World Box Office, December 12-18

by Lorenzo Soria December 19, 2016
A scene from "Rogue One:A Star Wars Story"

The Force took over the world this past week.

lucasfilm/disney

As many predicted Rogue One: A Star Wars Story engaged the hyperdrive from day one and blasted off with a $290.5 million global debut. Disney’s Star Wars universe side story, which fills in the events immediately leading up to A New Hope, comes from English director Gareth Edwards, previously known for his 2014 Godzilla reboot. Rogue One doesn’t feature any highest echelon A-list star but instead has a talented cast with planned global appeal. Golden Globe nominee Felicity Jones plays the lead character Jyr Erso, a rebel caught in imperial custody, while Mexican fan favorite Diego Luna plays her eventual accomplice, Cassian Andor. Martial Arts movie veteran Donnie Yen, best known in the US for his Ip Man series, joins them as a blind warrior who believes in the force, while Mads Mikkelsen plays Jyr’s father, a scientist and eventual leader of the Rogue unit in their mission to uncover the blueprints for the Empire’s ultimate weapon, the Deathstar.

Rogue One made $155 million in the US alone, starting with an almost unheard of $29 million in Thursday previews. Last year’s uber hit The Force Awakens made an even more mind boggling $245 million in its opening weekend and went on the close its domestic run just shy of $1 billion. 2015’s rebirth of the Star Wars franchise landed TFA the biggest domestic release of all time (although adjusting for inflation puts it back to 11th place behind such classics as The Ten Commandments, Gone With the Wind, and of course the original 1977 Star Wars.). Rogue One won’t be entering the Parthenon of all time hits but its projected $600-650 million domestic lifetime gross should put it squarely within the top 30 best selling films ever ( again once the numbers are adjusted for inflation).

Continuing overseas Rogue kept its blasters drawn and swung its lightsabers masterfully to carve out a $135 million piece of the global box office. 55 markets welcomed Jones, Luna, and company this weekend with Number One finishes in every one of its new markets. The UK was its biggest score at $21 million (with 75% market share) followed by Germany at $12.5 million and Australia at $10.8 million. Russia was good for a not so out of the ordinary $5.6 million while Sweden kicked in a locally stratospheric $3.5 million. Asian powerhouse South Korea will have to wait until next weekend while China will see the film open on January 6. Disney expects to make a windfall there and has planned accordingly with TIE fighters and X-Wings being exhibited in Beijing and Shanghai over the past few weeks and the inclusion of Chinese stars Jiang Wen and the above mentioned Donnie Yen.

All of this global success from a galaxy far, far away left little room for any of the brave new comers in this weekend’s market to maneuver. Will Smith’s Collateral Beauty fell by the wayside with a sharply disappointing $7 million debutamong  the lowest of his career. It made $4.6 million abroad as well for an $11.6 million global cume in its opening run: numbers that may inspire some fresh strategizing for an actor who is used to headlining super hits like Independence Day and the Men in Black series.

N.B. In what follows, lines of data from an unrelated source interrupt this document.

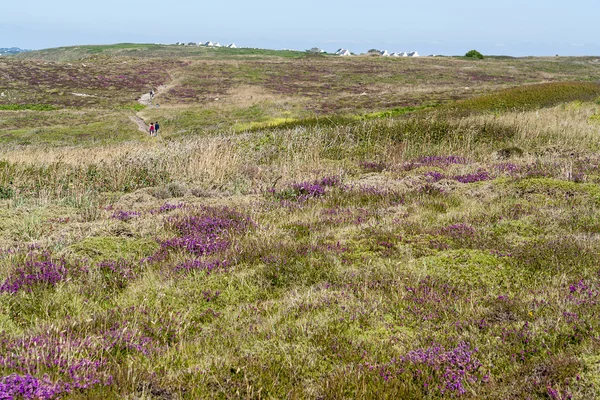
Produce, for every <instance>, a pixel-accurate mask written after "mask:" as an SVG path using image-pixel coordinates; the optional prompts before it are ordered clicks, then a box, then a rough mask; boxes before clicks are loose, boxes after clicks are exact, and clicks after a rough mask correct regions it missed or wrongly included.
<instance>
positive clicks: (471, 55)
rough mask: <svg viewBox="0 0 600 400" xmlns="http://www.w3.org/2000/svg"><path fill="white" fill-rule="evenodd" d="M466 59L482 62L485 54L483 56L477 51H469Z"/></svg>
mask: <svg viewBox="0 0 600 400" xmlns="http://www.w3.org/2000/svg"><path fill="white" fill-rule="evenodd" d="M465 57H470V58H478V59H480V60H483V54H481V53H480V52H478V51H477V50H469V51H467V54H465Z"/></svg>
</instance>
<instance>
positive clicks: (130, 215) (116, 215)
mask: <svg viewBox="0 0 600 400" xmlns="http://www.w3.org/2000/svg"><path fill="white" fill-rule="evenodd" d="M140 215H141V213H139V212H138V211H123V210H119V211H115V212H114V213H113V214H112V216H111V218H114V219H118V220H119V221H129V220H130V219H133V218H137V217H139V216H140Z"/></svg>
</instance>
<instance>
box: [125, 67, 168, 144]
mask: <svg viewBox="0 0 600 400" xmlns="http://www.w3.org/2000/svg"><path fill="white" fill-rule="evenodd" d="M168 74H169V78H171V82H170V83H169V84H167V85H161V86H158V87H157V88H156V90H155V91H154V98H150V93H144V94H143V95H141V97H140V98H139V99H138V103H140V104H143V105H145V106H147V107H159V105H158V104H157V103H155V99H156V96H158V95H160V94H161V93H163V92H165V91H167V90H169V89H171V88H172V87H174V86H175V85H176V81H175V79H174V78H173V75H171V73H170V72H169V73H168ZM141 115H142V113H141V112H137V113H136V114H135V115H132V116H130V117H129V119H130V120H131V121H132V122H135V123H136V124H137V126H138V129H139V130H140V132H144V133H146V134H149V126H148V125H147V124H146V122H144V120H143V119H142V116H141Z"/></svg>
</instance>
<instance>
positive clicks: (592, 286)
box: [567, 279, 600, 306]
mask: <svg viewBox="0 0 600 400" xmlns="http://www.w3.org/2000/svg"><path fill="white" fill-rule="evenodd" d="M567 300H568V301H569V302H570V303H574V304H577V305H593V306H595V305H597V304H598V303H599V302H600V286H599V285H598V284H593V283H591V282H589V281H586V280H584V279H581V280H580V281H579V282H577V283H574V284H571V285H569V295H568V297H567Z"/></svg>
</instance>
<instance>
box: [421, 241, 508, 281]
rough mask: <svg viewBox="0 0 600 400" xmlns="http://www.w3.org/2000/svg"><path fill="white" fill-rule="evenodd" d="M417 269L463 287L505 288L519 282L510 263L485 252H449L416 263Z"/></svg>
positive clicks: (421, 258)
mask: <svg viewBox="0 0 600 400" xmlns="http://www.w3.org/2000/svg"><path fill="white" fill-rule="evenodd" d="M414 268H417V269H421V268H422V269H423V273H425V274H430V275H434V276H439V277H441V278H443V279H446V280H448V281H450V282H452V283H453V284H456V285H459V286H462V285H467V286H477V285H481V286H484V287H487V288H502V287H506V286H508V285H509V284H510V283H511V282H512V281H513V280H515V271H514V269H513V268H512V267H511V266H510V264H509V263H508V262H506V261H505V260H503V259H502V258H501V257H498V256H496V255H494V254H491V253H490V252H485V251H481V250H467V249H459V250H446V251H443V252H441V253H439V254H437V255H434V256H430V257H424V258H421V259H419V260H418V261H415V262H414Z"/></svg>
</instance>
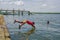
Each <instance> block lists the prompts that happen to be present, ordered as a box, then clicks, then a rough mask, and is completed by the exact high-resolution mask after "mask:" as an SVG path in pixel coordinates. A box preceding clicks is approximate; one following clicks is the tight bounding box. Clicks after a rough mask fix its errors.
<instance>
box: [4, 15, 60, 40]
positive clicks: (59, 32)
mask: <svg viewBox="0 0 60 40" xmlns="http://www.w3.org/2000/svg"><path fill="white" fill-rule="evenodd" d="M4 18H5V21H6V25H7V27H8V30H9V32H10V36H11V40H26V35H25V34H23V32H27V30H30V29H31V26H29V25H27V24H26V25H24V26H25V27H22V29H21V30H19V29H18V26H19V23H15V24H14V23H13V22H14V20H15V19H16V20H19V21H22V20H25V19H28V20H31V21H34V22H35V26H36V30H35V32H34V33H33V34H31V35H30V36H29V40H60V14H34V15H30V16H28V15H27V14H25V15H23V16H21V15H20V16H18V15H14V16H12V15H4ZM48 20H49V21H50V23H49V25H47V21H48ZM28 26H29V27H28Z"/></svg>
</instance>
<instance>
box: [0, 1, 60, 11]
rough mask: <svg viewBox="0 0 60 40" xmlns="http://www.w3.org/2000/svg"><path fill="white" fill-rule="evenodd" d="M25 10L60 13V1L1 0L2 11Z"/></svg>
mask: <svg viewBox="0 0 60 40" xmlns="http://www.w3.org/2000/svg"><path fill="white" fill-rule="evenodd" d="M1 8H2V9H13V8H14V9H25V10H29V11H33V12H60V0H0V9H1Z"/></svg>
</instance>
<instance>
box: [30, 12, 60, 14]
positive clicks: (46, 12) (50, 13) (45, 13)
mask: <svg viewBox="0 0 60 40" xmlns="http://www.w3.org/2000/svg"><path fill="white" fill-rule="evenodd" d="M31 13H32V14H60V12H31Z"/></svg>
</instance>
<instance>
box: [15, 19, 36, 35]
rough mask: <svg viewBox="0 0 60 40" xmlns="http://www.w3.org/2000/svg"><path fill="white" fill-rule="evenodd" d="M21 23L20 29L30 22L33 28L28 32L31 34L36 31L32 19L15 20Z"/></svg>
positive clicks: (29, 33) (19, 27)
mask: <svg viewBox="0 0 60 40" xmlns="http://www.w3.org/2000/svg"><path fill="white" fill-rule="evenodd" d="M16 22H17V23H20V25H19V29H20V28H21V27H22V26H23V25H24V24H26V23H27V24H28V25H31V26H32V29H31V30H30V31H29V32H28V33H27V34H28V35H30V34H31V33H33V32H34V30H35V26H34V24H35V23H34V22H32V21H30V20H23V21H22V22H20V21H18V20H15V21H14V23H16Z"/></svg>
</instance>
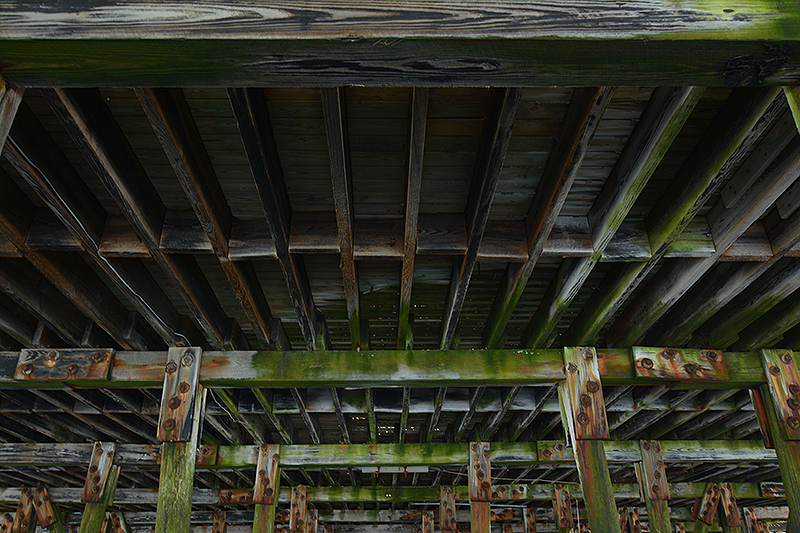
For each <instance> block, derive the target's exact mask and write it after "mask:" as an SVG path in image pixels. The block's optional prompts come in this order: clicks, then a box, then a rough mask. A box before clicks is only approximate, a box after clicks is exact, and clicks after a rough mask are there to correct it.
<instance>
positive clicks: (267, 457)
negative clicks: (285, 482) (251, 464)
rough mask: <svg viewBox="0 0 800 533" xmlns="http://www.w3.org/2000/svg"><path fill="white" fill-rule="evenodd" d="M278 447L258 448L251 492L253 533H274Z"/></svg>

The only opener that managed to stay out of Rogue One’s way did so by sidestepping it altogether. The Great Wall, which stars Matt Damon as a Chinese general, opened to $57 million this weekend. Thomas Tull’s Legendary East  partnered with Le Vision Pictures and state distributor China Film Group to produce this film, which is helmed by a Chinese director and is clearly geared towards local audience. This marks the first time that a big budget Hollywood studio film with an A-list lead has been tailored specifically for the Chinese market, and will likely signal a growing trend of AAA pictures directly targeting the Far East.

Next weekend we’ll see how many more hundreds of millions of dollars Rogue One makes, and watch what Sing, A Monster Calls, Assassins Creed, Why Him, Patriots Day, Why Him, and Passengers can scrape away from the mass market. Maybe this strategy of throwing a barrage of potential hits at Star Wars will be the key to unlocking Disney’s recent holiday monopoly. On the specialty market we have Martin Scorsese’s Silence, the story of two Jesuit missionaries ( Andrew Garfield and Adam Driver) who venture into feudal Japan and find themselves fighting for their lives they engage in the propagation of their faith.